Vincent Devis, chef d’atelier chez Bosal, un équipementier automobile, raconte cet épuisement physique dont souffrent ses collègues qui ont dépassé la cinquantaine. Eux aussi, dit-ils, ont souvent envie de partir dès que cela leur est possible. Une fatigue physique doublée d’une lassitude psychologique, liée à la pression des managers et à des salaires qui stagnent, passé un certain âge, malgré des années d’ancienneté.
La retraite comme refuge
Loin d'être des paresseux rétifs à toute réforme, ces Français-là triment dur. Et ne voient pas pourquoi ils devraient, à l’avenir, travailler encore plus. Marie-France Langlois, 56 ans, est de ceux-là. Fonctionnaire au ministère des finances, elle reconnaît profiter de la sécurité de l’emploi et sait que, dans quelques années, elle ne sera pas des plus mal loties puisque sa retraite sera de 1800 euros. Mais cette somme, Marie-France n’est pas sûre de la toucher dans son intégralité. En raison d'une période de temps partiel dans sa vie professionnelle, elle devrait arrêter de travailler en 2016 pour y avoir droit… Elle songe à liquider ses droits avant. Histoire de profiter de la vie. «Il n’y a pas que le travail !» s’emporte-t-elle en riant.

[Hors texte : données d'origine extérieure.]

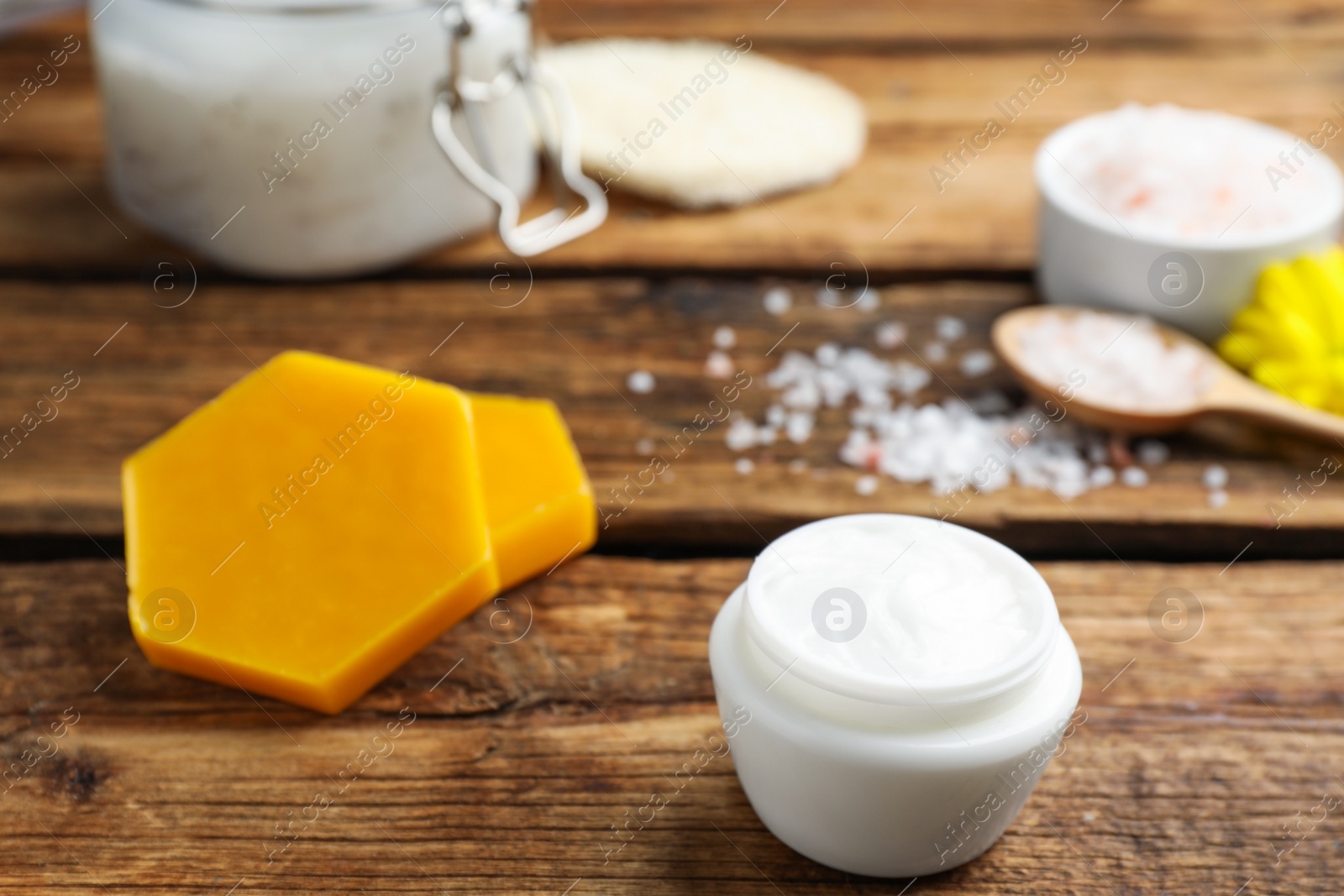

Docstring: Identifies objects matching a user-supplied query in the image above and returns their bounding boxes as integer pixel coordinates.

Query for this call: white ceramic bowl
[1033,106,1344,341]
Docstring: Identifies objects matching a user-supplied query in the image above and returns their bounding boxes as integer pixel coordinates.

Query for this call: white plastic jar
[710,515,1082,878]
[92,0,606,277]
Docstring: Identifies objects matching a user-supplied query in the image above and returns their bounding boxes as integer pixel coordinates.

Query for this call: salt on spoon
[992,305,1344,438]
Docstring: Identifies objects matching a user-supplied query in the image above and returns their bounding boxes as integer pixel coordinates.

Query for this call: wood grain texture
[0,556,1344,896]
[0,18,1344,275]
[0,280,1344,562]
[538,0,1344,52]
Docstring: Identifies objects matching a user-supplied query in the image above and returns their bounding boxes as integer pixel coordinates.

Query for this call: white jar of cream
[92,0,606,277]
[710,513,1082,878]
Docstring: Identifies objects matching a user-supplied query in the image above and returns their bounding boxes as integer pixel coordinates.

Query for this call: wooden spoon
[992,305,1344,439]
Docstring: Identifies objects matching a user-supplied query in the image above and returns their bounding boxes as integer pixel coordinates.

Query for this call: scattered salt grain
[747,343,1147,504]
[932,314,966,343]
[625,371,654,395]
[1120,466,1147,489]
[1205,464,1228,489]
[704,349,732,380]
[1087,464,1116,489]
[1134,439,1172,464]
[876,321,910,348]
[1019,311,1215,412]
[959,349,995,376]
[761,286,793,317]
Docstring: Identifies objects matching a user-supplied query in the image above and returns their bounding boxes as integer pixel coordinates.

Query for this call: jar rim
[742,513,1062,706]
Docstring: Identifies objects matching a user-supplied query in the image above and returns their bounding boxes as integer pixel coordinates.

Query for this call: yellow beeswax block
[470,392,596,589]
[123,352,499,713]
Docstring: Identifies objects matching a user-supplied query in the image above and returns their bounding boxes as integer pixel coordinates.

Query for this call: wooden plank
[0,280,1344,563]
[0,19,1344,275]
[538,0,1344,52]
[0,558,1344,896]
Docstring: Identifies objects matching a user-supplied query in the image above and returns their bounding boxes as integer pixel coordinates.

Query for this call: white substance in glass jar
[710,515,1082,878]
[92,0,605,277]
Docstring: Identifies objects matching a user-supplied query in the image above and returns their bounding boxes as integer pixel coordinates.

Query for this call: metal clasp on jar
[430,0,606,255]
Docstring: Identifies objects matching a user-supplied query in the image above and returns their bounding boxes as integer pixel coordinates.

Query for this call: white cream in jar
[710,515,1082,878]
[92,0,605,277]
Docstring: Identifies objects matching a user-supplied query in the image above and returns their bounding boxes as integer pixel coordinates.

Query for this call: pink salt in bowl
[1033,103,1344,341]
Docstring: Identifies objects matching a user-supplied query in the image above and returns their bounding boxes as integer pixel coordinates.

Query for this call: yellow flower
[1216,246,1344,414]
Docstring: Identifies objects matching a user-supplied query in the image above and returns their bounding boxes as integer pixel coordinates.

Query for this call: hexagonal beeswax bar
[123,352,499,712]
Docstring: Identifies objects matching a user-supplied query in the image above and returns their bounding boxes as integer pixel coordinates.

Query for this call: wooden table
[0,0,1344,896]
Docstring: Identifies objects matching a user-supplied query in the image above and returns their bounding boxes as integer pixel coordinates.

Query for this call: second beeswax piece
[470,394,596,589]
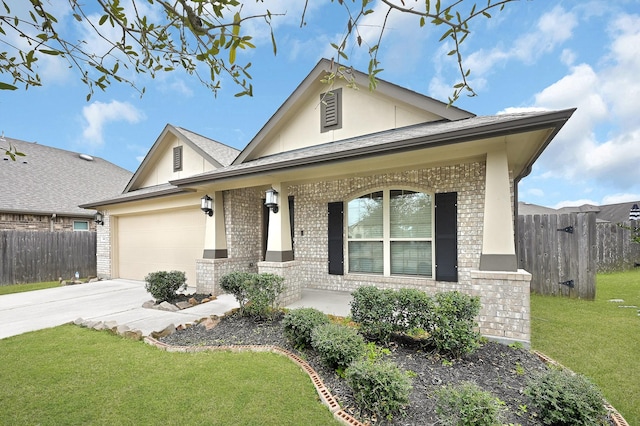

Il y a pourtant un «paradoxe» bien français, mis en avant par les sociologues Dominique Meda et Lucie Davoine dans une étude du Centre d’études de l’emploi. «Plus encore que les autres Européens, écrit-elle, tableaux à l’appui (voir sous l’onglet Prolonger) les Français déclarent (…) que le travail est très important dans leur vie, mais plus que les autres, ils souhaitent que le travail prenne moins de place dans leur vie.» Les explications de ce drôle de paradoxe? Elle sont multiples, détaillent les auteures dans des pages savoureuses qui mêlent sociologie (une étude chez les salariés d’IBM entre 1967 et 1973 qui montre que les Français acceptent plus une certaine «distance» avec leur hiérarchie mais n’aiment pas l’incertitude) et culture (les protestants seraient-ils plus détachés par rapport au travail que les catholiques ?).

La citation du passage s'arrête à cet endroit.